- Directed by: Carl Payne, Avery O Williams
- Written by: Victor Cobb
- Produced by: Kim Flowers; Sharon Tomlinson;
- Starring: Carl Payne; Khalil Kain; Clifton Powell; Malek Payne; Doris Morgado; Valencia Wilson; Elijah Johnson; Princetón Perez; Mike Martin; Towanda Braxton;
- Cinematography: Freeman White III, Jerry Jackson
- Edited by: Tery Wilson
- Production company: Studio 11 Films
- Distributed by: Studio 11 Films
- Release dates: August 17, 2017 (United States); November 7, 2018 on digital platforms & November 27, 2018 on DVD
- Running time: 90 minutes
- Country: United States
- Language: English

= Misguided Behavior =

Misguided Behavior is an American drama film written by Victor Cobb and directed by Carl Payne and Avery O Williams.
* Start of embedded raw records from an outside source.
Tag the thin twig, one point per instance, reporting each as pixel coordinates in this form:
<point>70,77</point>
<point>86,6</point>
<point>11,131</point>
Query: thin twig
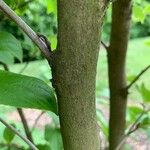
<point>27,63</point>
<point>24,4</point>
<point>31,145</point>
<point>36,121</point>
<point>25,124</point>
<point>15,146</point>
<point>32,35</point>
<point>132,129</point>
<point>137,77</point>
<point>104,45</point>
The film stars Carl Payne, Khalil Kain, Towanda Braxton, Elijah Johnson, Princeton Perez and Malek Payne. It was released in 2017, by Studio 11 Films and November 7, 2018, on digital platforms.

==Plot==
Misguided Behavior is a horror story affecting kids every day in schools across the country. Through Kevin's eyes, we are taken on an emotional roller coaster ride as we discover what lies beneath his teenage fears as he and his peers cope with being teased, abused and dismissed daily by their classmates. The movie's shocking end leads to the paralyzing truth about his real family and leads to his ultimate decision.

==Cast==
- Khalil Kain as Michael Miller
- Valencia Wilson as Jessica Miller
- Carl Payne as Benjamin Fields
- Doris Morgado as Molly Fields
- Clifton Powell as Captain Rogers
- Malek Payne as Lance Fields
- Elijah Johnson as Kevin Miller
- Mike Martin as Stanley
- Princetón Perez as Christopher Arnold
- Towanda Braxton as Officer Payne

==Production==
Principal photography began on July 27, 2016, in Las Vegas and wrapped August 11, 2016.